だが現実にはその同じ時期、人種差別や性差別の反対闘争が、そこにある民主主義体制に対し戦いを開始している。
その「歴史」は今も続いている。

 

国家的な統治形態と差別ではレイヤーが違う、とは言えない。
人種差別や性差別は、起源が古すぎてそう見えないだけで、あるイデオロギー化した統治権力の形式だからだ。
そもそも黒人も女性も選挙制度から排除されていた。

 

性差別は(フェミニストが家父長制などという語を用いて力説するように)権力/制度的な産物だといっていい。
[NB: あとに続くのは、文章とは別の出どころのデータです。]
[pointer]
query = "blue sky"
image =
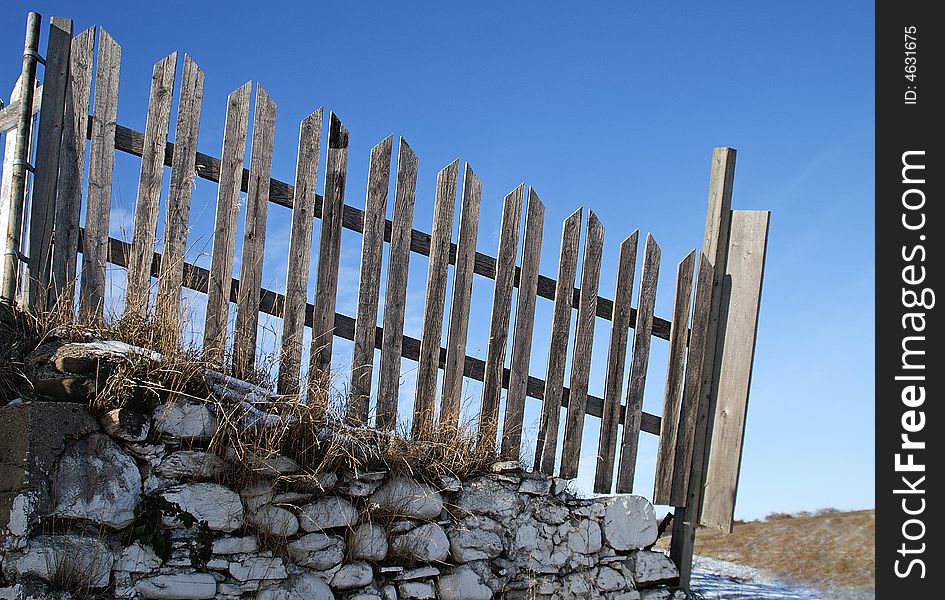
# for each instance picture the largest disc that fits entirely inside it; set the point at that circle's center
(615, 107)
それは文化的因習などに解消できない、それに先行し、また今も生起している権力関係だ。

 

多くの旧植民地は、武力闘争によってしか独立を勝ち得ていない。
同様に人種差別、性差別も、そこからの解放を何らかの意味での暴力に依るしかないかもしれない。
今や近代社会に住む白人/男性たちは、自らの民度と寛容を信じているし、そこにある差別の存在を認め平和的な解消への努力を約束するかもしれない。
だが実際に解消への努力を始める前に、被差別者たちの攻撃的な態度を道徳的に非難するだろう。
そして道徳は被差別者にとって常に差別者が語る罠だった。